Green Olympics, not quite…

By Sabine Lobnig, Aug 11, 2008, 00:00 3 minute reading

Beijing has been praised to do more than its predecessor Athens in launching green policies for this year’s Olympics. However, major sponsors were criticized for missing this unique opportunity to leapfrog HFCs and directly switch to natural refrigerants, including hydrocarbons.

When last Friday the 29th Olympic Games were opened in Beijing, months-long discussions about smog, algae blooms and particulate-laden skies over China’s capital were forgotten for a while. In fact, both environmental groups and international bodies had to acknowledge that China had made major progress in improving air quality, introducing renewable energies and boosting emission standards: "Anybody who knows what the situation was like ten years ago in Beijing will clearly acknowledge that an enormous amount has been done,“ Achim Steiner, Executive Director of the United Nations Environment Programme (UNEP), said.

Major improvements in using sustainable transportation or clean energy sources at the Olympic sites could not, however, hide the fact that major Olympic suppliers of cooling and refrigeration equipment still used hydrofluorocarbons (HFCs) as an alternative to ozone-depleting substances, thereby clearly missing a unique opportunity to show true environmental leadership with natural refrigerants. This was highlighted in a Greenpeace report, issued some days before the opening, rating Olympic sponsors for their environmental performance in six key factors, among them refrigeration. The document, based on a comprehensive UNEP pre-Games environmental assessment, recognized Haier for being a key partner in spreading the “Greenfreeze” technology to China. Developed in the early 1990s, the hydrocarbon-based technology for domestic refrigerators has become a world standard. In China alone, 75% of the domestic refrigeration market uses HC refrigerators. Worldwide, there are more than 300 million Greenfreeze units.

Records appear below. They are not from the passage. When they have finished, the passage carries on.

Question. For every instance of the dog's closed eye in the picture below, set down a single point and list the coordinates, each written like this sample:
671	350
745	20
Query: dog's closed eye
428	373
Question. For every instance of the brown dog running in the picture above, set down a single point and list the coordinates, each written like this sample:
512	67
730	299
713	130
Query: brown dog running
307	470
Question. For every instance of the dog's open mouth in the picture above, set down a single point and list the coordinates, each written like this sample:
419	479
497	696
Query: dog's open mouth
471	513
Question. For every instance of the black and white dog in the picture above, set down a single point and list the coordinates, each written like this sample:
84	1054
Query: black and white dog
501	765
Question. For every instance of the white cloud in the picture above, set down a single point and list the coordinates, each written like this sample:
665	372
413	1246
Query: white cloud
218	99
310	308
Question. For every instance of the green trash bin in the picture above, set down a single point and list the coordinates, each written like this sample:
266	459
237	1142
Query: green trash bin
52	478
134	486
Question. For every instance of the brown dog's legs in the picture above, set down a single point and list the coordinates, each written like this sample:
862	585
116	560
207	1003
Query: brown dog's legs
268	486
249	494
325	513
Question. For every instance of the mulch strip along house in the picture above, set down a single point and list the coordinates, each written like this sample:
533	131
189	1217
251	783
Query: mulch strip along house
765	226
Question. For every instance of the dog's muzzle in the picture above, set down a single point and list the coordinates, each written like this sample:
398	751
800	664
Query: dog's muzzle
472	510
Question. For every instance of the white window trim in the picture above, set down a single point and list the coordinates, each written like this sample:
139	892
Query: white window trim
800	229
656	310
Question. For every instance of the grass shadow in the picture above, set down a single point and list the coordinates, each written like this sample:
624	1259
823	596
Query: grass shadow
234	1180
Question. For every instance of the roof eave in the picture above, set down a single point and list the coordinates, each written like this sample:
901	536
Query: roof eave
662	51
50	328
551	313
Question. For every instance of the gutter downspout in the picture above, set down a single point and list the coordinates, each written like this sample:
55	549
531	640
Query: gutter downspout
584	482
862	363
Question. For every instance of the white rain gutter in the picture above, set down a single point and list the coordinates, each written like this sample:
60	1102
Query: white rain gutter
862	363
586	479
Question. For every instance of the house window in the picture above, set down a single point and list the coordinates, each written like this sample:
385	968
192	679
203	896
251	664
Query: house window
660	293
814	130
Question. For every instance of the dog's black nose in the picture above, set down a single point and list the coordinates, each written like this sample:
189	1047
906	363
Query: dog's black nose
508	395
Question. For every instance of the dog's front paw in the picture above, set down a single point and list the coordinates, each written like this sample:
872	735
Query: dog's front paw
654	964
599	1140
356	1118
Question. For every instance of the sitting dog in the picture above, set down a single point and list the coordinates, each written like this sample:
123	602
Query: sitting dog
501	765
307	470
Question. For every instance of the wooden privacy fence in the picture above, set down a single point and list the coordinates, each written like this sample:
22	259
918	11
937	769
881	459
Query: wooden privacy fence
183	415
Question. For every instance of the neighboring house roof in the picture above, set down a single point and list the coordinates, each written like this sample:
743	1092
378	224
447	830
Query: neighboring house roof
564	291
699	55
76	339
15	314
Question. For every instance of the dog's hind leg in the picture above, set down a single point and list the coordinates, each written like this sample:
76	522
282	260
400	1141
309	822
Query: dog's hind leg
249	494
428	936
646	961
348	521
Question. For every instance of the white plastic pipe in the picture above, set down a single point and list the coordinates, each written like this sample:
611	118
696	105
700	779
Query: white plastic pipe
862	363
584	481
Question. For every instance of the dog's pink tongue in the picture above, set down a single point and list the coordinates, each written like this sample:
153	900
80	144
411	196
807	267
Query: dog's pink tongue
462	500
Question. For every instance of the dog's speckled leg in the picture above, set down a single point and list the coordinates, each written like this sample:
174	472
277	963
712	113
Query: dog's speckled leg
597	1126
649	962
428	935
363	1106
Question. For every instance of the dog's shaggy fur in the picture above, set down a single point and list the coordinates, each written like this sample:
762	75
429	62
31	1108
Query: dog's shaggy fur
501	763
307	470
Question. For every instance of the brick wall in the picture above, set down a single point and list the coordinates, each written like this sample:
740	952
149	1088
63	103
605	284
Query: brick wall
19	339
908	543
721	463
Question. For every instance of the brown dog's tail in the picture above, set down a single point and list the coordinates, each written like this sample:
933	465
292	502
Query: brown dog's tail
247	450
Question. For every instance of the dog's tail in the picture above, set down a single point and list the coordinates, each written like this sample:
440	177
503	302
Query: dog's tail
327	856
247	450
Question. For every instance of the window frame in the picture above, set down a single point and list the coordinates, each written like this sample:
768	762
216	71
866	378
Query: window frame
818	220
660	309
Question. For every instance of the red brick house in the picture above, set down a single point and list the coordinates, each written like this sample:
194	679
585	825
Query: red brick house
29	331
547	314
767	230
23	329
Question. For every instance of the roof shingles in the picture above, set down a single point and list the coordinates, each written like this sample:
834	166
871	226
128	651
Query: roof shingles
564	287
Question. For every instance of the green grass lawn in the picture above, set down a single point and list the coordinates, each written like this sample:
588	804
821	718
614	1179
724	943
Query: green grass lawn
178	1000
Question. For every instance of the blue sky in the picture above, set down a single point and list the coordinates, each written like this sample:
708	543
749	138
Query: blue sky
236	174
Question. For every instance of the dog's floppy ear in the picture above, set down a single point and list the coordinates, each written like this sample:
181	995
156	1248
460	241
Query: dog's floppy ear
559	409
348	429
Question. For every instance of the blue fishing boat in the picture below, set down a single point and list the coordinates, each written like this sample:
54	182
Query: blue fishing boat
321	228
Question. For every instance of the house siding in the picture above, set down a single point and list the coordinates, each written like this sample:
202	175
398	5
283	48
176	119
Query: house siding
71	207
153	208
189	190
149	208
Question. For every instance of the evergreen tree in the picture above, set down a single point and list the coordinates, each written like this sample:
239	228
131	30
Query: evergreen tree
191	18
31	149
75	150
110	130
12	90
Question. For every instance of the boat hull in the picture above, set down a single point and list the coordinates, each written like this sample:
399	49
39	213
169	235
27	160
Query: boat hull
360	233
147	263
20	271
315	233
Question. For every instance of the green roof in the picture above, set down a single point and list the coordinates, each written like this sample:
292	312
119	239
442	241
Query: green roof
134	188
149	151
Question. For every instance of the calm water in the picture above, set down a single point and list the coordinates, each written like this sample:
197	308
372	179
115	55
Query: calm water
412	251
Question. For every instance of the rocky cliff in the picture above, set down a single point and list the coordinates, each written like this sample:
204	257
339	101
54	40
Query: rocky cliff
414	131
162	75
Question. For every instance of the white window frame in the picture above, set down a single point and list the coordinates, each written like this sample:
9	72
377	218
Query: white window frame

Leapfrog into Natural Refrigerants to be long-term signal

The Greenpeace report also denounced leading Olympic sponsors, including fast food chain McDonalds and dairy group Yili, for their use of HFCs and their consequential failure to set an example that could help phase out climate-damaging technologies in developing countries. A clear corporate leadership from selected renowned brands to use natural refrigerants would not only benefit the Olympic Games but would also set a clear signal for the Chinese population and that of other emerging industries that long-term energy savings are possible with HFC-free equipment:

“China must use this opportunity now to leap directly from HCFCs to natural refrigerants such as CO2 and hydrocarbons. If climate change is of concern, HFCs should not be used as a replacement to HCFCs,” Jamie Choi, CSR Campaigner Greenpeace China and co-author of the assessment, told Shecco.

McDonalds: “We can do more”

As a direct response to the Greenpeace report, Olympic Top Sponsor McDonalds published an entry on its corporate blog to admit that environmental efforts have not been strong enough in the run-up to the Beijing Games. Being listed in the “missed opportunities” category, McDonalds was criticized for being still only in the testing phase with non-HFC refrigerants. Vice President Bob Langert thus admitted: “Greenpeace believes we can do more. So do we, but being green is not always easy!”

Although McDonalds joined the “Refrigerants Naturally!” initiatives some years ago - together with the major consumer brands Coca-Cola, Unilever and Ikea - progress on the actual use of natural refrigerants has been slow. As the first to open an HFC-free restaurant, McDonalds had already found in 2003 that using a CO2/HC cascade system for the refrigerating and freezing rooms, as well as propane as cooling agents and CFC-free foaming agents in the beverage circuit system and in meat freezers, provided benefits in terms of energy efficiency. Due to a lack of components at that time, McDonalds did not pursue this strategy. However, the restaurant chain is now aware that accelerated efforts are needed to switch to natural refrigerants. “In eliminating HFC refrigerants, together with more energy efficiency, we will have a clear win-win for improving our environmental footprint,” Langert concluded.